The 3rd category are stored in something similar to a state-group, which is used to set up an entire "pass" of the rendering pipeline -- commands such as binding render-targets, depth-buffers, viewports, scissor tests, etc go into this category.Come command queue execution I have to apply / update these uniforms after having bound the shader program. Would that result in a new command type?[/quote]There's a bunch of different abstractions for how uniforms are set, depending on your API... GL uses this model you're familiar with, you set the uniforms on the currently bound program... DX9 uses a model where there's a set of ~200 global registers, and any changes made to them persist from one shader to the next... DX10/11 are similar to 9, but you've got a set of bound CBuffers instead of individually bound uniforms.
So, I looked at these abstractions, and decided that the cbuffer approach made the most sense to me. No matter what the back-end rendering API actually is, my renderer deals with cbuffers -- and as as above, I've got 14 cbuffer binding slots/commands per shader type.

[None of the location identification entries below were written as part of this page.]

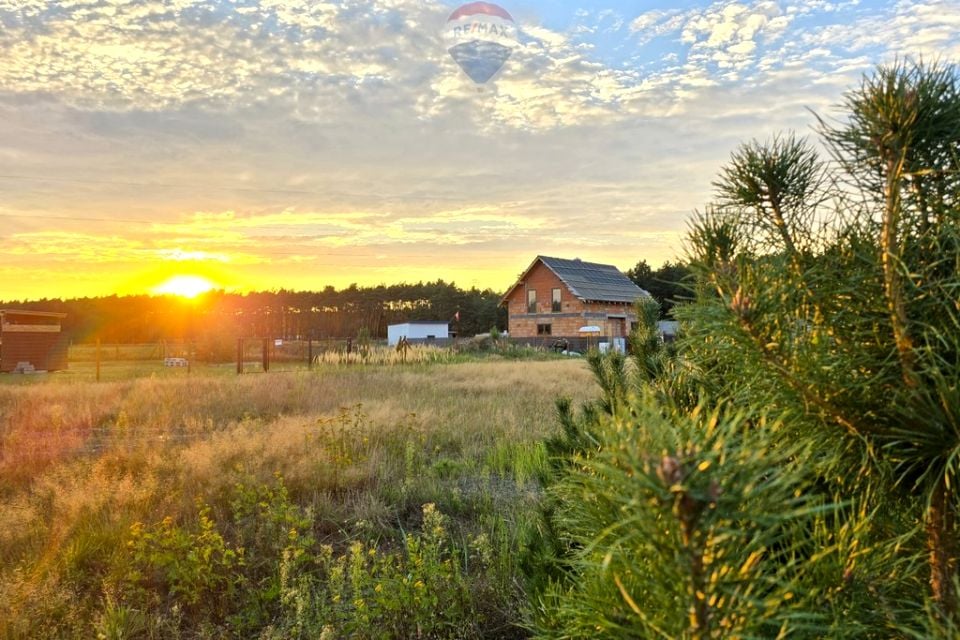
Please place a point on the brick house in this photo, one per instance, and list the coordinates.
(557, 297)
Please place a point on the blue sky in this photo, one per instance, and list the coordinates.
(299, 143)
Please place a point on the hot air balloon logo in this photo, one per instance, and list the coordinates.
(480, 37)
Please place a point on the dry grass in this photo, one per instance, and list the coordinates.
(360, 447)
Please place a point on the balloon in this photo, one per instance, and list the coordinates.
(480, 37)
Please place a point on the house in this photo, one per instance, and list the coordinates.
(32, 341)
(418, 330)
(556, 297)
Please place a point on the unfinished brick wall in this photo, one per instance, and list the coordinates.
(573, 313)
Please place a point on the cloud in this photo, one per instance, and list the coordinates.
(259, 134)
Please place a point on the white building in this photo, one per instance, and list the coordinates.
(418, 330)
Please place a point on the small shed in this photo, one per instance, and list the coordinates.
(418, 330)
(32, 341)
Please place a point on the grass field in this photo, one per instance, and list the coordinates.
(346, 501)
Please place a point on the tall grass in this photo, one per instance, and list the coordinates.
(107, 491)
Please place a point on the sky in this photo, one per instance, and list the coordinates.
(295, 144)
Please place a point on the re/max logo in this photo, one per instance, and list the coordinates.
(482, 28)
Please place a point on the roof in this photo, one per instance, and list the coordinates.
(27, 312)
(589, 281)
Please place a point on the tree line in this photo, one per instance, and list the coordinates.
(329, 313)
(789, 467)
(292, 315)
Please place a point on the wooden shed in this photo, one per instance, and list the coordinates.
(32, 341)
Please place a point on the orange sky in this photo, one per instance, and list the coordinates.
(299, 144)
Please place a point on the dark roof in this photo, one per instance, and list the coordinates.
(589, 281)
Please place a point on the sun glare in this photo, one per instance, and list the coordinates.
(184, 286)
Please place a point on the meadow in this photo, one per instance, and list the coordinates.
(350, 500)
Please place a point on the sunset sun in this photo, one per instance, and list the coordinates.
(184, 286)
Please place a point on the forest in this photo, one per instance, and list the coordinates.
(329, 313)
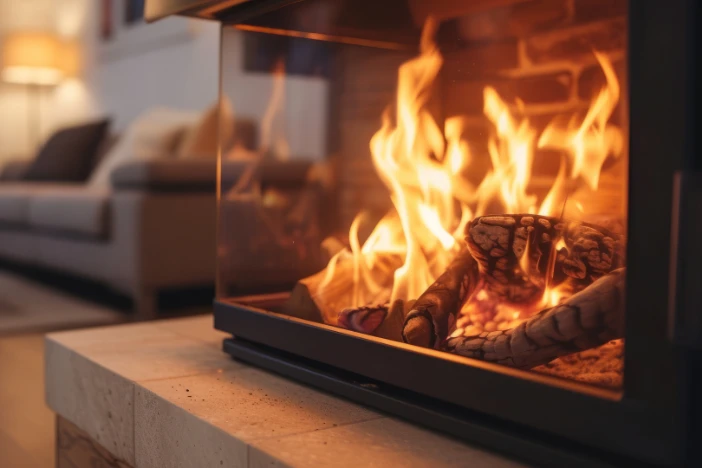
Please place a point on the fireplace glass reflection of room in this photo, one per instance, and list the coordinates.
(464, 213)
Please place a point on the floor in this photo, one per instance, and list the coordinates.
(26, 423)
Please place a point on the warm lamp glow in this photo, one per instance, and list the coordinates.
(35, 58)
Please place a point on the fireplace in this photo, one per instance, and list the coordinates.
(476, 215)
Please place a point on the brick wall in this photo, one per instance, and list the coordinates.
(539, 51)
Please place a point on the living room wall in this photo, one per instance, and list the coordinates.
(139, 69)
(181, 74)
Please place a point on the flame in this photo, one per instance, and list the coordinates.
(273, 130)
(424, 165)
(590, 143)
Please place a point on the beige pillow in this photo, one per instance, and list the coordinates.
(200, 141)
(154, 134)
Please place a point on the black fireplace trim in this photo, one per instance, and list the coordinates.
(511, 440)
(482, 387)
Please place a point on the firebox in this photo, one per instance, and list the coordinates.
(481, 216)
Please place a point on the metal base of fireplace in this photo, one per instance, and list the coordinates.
(503, 437)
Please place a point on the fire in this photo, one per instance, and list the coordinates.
(423, 163)
(273, 132)
(590, 142)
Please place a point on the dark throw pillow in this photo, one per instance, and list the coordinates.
(69, 154)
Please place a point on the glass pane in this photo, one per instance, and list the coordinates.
(455, 179)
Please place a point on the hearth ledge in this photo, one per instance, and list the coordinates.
(165, 394)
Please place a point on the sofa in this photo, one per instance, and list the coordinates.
(153, 227)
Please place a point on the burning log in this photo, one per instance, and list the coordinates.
(516, 253)
(384, 321)
(364, 319)
(586, 320)
(428, 323)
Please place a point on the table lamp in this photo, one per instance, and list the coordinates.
(35, 60)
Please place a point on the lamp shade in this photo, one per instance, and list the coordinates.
(32, 58)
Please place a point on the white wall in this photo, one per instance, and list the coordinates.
(183, 72)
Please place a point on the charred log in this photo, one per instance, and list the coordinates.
(586, 320)
(364, 319)
(428, 322)
(516, 254)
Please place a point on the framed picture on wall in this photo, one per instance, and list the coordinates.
(123, 31)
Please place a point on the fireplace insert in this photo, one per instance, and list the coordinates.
(482, 216)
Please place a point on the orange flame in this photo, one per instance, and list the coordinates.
(424, 166)
(273, 132)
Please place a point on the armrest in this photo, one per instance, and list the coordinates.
(166, 175)
(201, 175)
(14, 170)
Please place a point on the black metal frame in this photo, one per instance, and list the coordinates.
(651, 420)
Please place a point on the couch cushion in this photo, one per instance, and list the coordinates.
(73, 210)
(153, 135)
(14, 202)
(68, 155)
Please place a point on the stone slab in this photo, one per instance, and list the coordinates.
(164, 394)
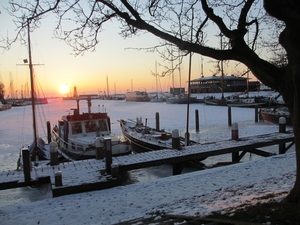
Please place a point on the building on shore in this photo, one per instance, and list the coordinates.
(213, 84)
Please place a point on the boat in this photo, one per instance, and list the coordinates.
(4, 106)
(144, 138)
(182, 99)
(137, 96)
(272, 114)
(76, 134)
(246, 102)
(215, 101)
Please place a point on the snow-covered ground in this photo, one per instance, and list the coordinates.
(195, 193)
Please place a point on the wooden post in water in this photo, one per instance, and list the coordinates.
(229, 116)
(48, 132)
(157, 120)
(58, 178)
(175, 139)
(53, 153)
(256, 114)
(282, 129)
(197, 120)
(235, 136)
(99, 148)
(26, 165)
(115, 170)
(108, 154)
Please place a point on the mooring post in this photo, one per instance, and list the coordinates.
(26, 165)
(197, 120)
(235, 136)
(108, 154)
(53, 153)
(157, 120)
(99, 148)
(282, 129)
(48, 132)
(58, 178)
(175, 139)
(256, 114)
(115, 170)
(229, 116)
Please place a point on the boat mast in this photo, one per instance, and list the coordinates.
(187, 135)
(36, 148)
(156, 78)
(222, 70)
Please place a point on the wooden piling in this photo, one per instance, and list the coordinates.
(108, 155)
(53, 153)
(157, 120)
(26, 165)
(175, 139)
(229, 116)
(235, 136)
(99, 148)
(256, 114)
(58, 178)
(282, 129)
(115, 170)
(48, 132)
(197, 120)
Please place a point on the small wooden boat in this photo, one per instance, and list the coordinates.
(249, 102)
(137, 96)
(272, 114)
(144, 138)
(76, 134)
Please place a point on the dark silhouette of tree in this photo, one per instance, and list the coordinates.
(251, 32)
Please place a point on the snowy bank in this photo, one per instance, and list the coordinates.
(195, 193)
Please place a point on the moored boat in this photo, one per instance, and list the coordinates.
(144, 138)
(137, 96)
(4, 106)
(76, 134)
(272, 114)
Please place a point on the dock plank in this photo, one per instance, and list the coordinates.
(87, 175)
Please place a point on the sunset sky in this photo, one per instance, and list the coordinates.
(123, 68)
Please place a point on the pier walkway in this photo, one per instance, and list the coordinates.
(88, 175)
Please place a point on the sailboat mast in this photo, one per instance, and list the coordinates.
(187, 134)
(36, 150)
(222, 69)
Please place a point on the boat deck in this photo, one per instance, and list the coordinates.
(88, 175)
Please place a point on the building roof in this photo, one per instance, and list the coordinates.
(217, 78)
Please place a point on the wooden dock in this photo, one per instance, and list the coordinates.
(88, 175)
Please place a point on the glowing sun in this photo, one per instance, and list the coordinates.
(64, 89)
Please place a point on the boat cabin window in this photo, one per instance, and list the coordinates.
(76, 128)
(102, 125)
(90, 126)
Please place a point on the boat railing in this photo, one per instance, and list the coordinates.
(62, 144)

The way this is used generally, is that a "shader" state-group on the bottom of the stack contains commands to bind cbuffers that contain default values. The "material" and "object/instance" cbuffers then contains commands to bind their own cbuffers (which override the "default" commands).
On APIs that don't actually use the cbuffer abstraction, then yes, there's a step that looks at the currently bound cbuffers and sets all of the individual uniforms. I do this step prior to every draw call (with a whole bunch of optimisations to skip unnecessary work).
Regarding memory layout, I allocate all my cbuffer blocks (which are blobs containing uniforms) from a separate linear allocator.